An owner's claim for a damaged vehicle can be rejected by an insurance company if it is over-loaded with passengers at the time of accident, National Consumer Disputes Redressal Commission (NCDRC) has said.
The Commission bench, comprising Members Anupam Dasgupta and Vineeta Rai, held that over-loading of passengers in the commercial vehicle is violative of the terms and conditions set by the insurance company which had rightly repudiated the claim of the policy-holder.
"There is strong and convincing evidence produced by the insurance company of serious breach of the terms and conditions of the policy by the respondent, leading to justifiable repudiation of his insurance claim by the company," the Commission said.
It passed the order on a petition of Oriental Insurance Company challenging the Karnataka State Commission's direction to pay 75 per cent of the losses of the complainant by treating the claim as "non-standard".
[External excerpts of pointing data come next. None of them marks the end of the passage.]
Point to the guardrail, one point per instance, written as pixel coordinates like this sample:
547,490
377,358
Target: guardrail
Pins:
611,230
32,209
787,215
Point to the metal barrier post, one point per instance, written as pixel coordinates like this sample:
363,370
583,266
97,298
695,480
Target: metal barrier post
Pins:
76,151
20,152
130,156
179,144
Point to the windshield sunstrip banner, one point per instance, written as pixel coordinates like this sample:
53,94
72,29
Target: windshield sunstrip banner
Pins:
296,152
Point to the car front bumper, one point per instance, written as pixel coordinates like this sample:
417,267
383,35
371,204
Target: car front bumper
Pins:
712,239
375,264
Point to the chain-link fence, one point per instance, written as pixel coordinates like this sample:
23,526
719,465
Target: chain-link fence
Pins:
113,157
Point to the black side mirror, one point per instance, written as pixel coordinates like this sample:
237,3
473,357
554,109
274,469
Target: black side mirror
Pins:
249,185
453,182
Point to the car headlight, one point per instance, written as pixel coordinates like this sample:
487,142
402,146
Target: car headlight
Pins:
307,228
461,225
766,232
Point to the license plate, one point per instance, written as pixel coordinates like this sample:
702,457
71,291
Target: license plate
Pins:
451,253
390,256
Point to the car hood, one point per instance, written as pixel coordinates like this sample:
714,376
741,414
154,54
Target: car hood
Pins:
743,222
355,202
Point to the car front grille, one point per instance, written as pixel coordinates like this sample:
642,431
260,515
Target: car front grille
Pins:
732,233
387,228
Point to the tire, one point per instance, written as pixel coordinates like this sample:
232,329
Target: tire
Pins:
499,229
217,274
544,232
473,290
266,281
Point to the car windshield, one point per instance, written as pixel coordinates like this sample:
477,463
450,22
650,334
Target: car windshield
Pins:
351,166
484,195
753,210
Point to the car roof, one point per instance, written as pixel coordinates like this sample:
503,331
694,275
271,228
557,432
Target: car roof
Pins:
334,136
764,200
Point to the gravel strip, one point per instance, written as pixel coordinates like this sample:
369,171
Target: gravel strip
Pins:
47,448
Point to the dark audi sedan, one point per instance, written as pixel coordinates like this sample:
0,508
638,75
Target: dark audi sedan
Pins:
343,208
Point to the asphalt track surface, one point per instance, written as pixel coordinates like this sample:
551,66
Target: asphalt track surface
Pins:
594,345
The insurance company contended the claim cannot be treated as "non-standard" as this is the provision in consumer cases where public sector units (PSUs) are involved and which can be used in cases where the parties want to avoid litigation of minor nature or technical nature.
It rejected the contention of the complainant, B A Nagesh, that the insurance company is liable for deficiency in service in repudiating the claim of the policy-holder.
Nagesh is the owner of a mini van which had met with an accident in 2002. The insurance company rejected the claim for violating its condition by over-loading the vehicle.
He had approached the District Forum which dismissed his petition. But the State Commission gave him relief by directing the insurance company to pay 75 per cent of the losses which his vehicle suffered in the accident.